State Ex Rel. Cincinnati Insurance v. Circuit Court for Milwaukee County

JON E WILCOX, J.

¶ 21. (concurring). I agree with the court's analysis and holding in the present case. I write separately to emphasize that this court's decision should not be viewed as expanding substitution.

¶ 22. Wisconsin Stat. § 801.58 (2001-2002), which governs substitution of judges, makes clear that substitution is to he granted under limited circumstances. Section 801.58(1) includes time limits for requests and further, as noted by this court, "[t]he purpose behind sec. 801.58(3) is to limit substitution requests to 'one per side.'" State ex rel. Carkel, Inc. v. Circuit Court for Lincoln County, 141 Wis. 2d 257, 265, 414 N.W.2d 640 (1987). Under §801.58(3), "parties united in interest and pleading together shall be considered as a single party."

¶ 23. This court's decision interprets "united in interest" under the circumstances presented and appropriately holds that because Continental Insurance Company and Cincinnati Insurance Company provided different types of policies during different periods of time, the companies were each entitled to request substitution. It is the particular circumstances presented that make substitution appropriate. As discussed by the court, in contrast to the facts presented in Carkel, we find in the present case that the companies have directly adverse interests based on the different types of coverage and periods of coverage provided by each carrier. Majority op., ¶ 18. In ¶¶ 16-17, the court notes that the parties have some common interests, but finds that these interests are insufficient because the *112parties would be oppositely affected by the court's determination of when the damages occurred.
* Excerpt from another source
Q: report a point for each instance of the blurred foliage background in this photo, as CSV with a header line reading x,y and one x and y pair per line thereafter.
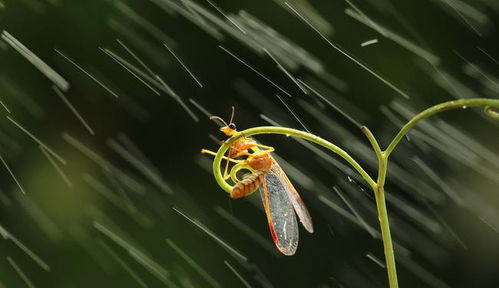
x,y
106,222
¶ 24. Courts should be wary of cases in which the different interests alleged may be merely facial. It is rare for parties to share exactly the same interests in an action. Based on the language of this case, parties may attempt to emphasize their differences in order to get additional substitutions. Today's decision should be read to mean that courts facing multiple substitution requests in the same case should carefully examine the facts and circumstances to determine whether parties are, in fact, united in interest, or have directly adverse interests that require allowance for multiple substitutions. The rule has been, and remains, "one per side."